Kgatelopele is a consortium made up of mineral resources trader IMR Resources South Africa, mining-focused investment holding companies Kolobe Nala Investment Lime and HEX2M, as well as JJJL Mining – which is an entity owned by a former PPC CEO Johannes Claassen, who has an extensive understanding of PPC Lime and its operations.
Kgatelopele entered into transaction agreements with JSE-listed PPC earlier in May to acquire the subsidiary for R515-million.
The new owners expect the transaction to conclude by the end of the year; however, the rights, benefits and advantages of PPC Lime transferred to Kgatelopele on April 1.
Post completion of the transaction, PPC Lime will be 39% black-owned, including by black-economic empowerment investors, PPC Lime employees and host communities.
The name Kgatelopele – a Setswana word meaning ‘progress’ – is shared with the local municipality in which the mine is located, to symbolise the new owners’ intention to embrace the broader community as partners.
PPC Lime’s Northern Cape mining and processing operations manufacture reactive lime, hard burnt lime, hydrated lime, burnt dolomitic lime and raw limestone. It supplies industries such as iron and steel, alloys, gold, uranium, copper, nonferrous metals, sugar refining, water treatment and flue gas desulphurisation.
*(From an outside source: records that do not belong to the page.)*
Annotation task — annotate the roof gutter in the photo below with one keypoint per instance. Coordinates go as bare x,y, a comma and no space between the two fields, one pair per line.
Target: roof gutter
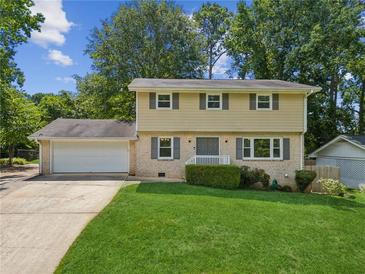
134,138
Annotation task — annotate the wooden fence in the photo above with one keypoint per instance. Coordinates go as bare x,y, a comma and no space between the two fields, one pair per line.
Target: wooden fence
332,172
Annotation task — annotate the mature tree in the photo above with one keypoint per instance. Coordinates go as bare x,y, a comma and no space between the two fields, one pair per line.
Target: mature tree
150,39
54,106
214,22
356,67
37,97
306,41
16,25
19,117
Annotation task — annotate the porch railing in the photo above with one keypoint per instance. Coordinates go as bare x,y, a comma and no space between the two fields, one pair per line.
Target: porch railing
209,160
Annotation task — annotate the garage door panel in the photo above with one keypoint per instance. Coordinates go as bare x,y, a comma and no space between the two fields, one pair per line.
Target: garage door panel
90,156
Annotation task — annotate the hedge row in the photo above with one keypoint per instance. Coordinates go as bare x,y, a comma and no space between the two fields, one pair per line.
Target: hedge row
220,176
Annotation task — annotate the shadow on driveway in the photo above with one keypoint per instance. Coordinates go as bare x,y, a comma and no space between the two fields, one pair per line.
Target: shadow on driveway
80,177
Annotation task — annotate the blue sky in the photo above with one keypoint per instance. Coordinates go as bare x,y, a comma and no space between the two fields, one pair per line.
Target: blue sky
52,57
PPC Lime mines out of two quarries, while a rotary kiln plant manufactures the burnt product. The primary limestone quarry started operations in 1954 in Lime Acres on an extensive reserve of metallurgical quality limestone and dolomite.
The total calcination capacity at Lime Acres is 900 000 t/y, making PPC Lime a leading supplier of these products in sub-Saharan Africa.
Traditionally, lime is mostly used in steel manufacturing, where it serves as a flux to remove impurities such as silica, phosphorus and sulphur.
Kolobele Nala founder Billy Mawasha has told Engineering News & Mining Weekly that PPC Lime has traditionally serviced the iron and steel sector, but there are opportunities for the company to pursue more opportunities in the water treatment and the nonferrous metals, including gold, platinum and copper, mining sectors.
He adds that the company will also pursue supplying companies such as petrochemicals giant and coal miner Sasol with lime for fluorodeoxyglucose gas desulphurisation.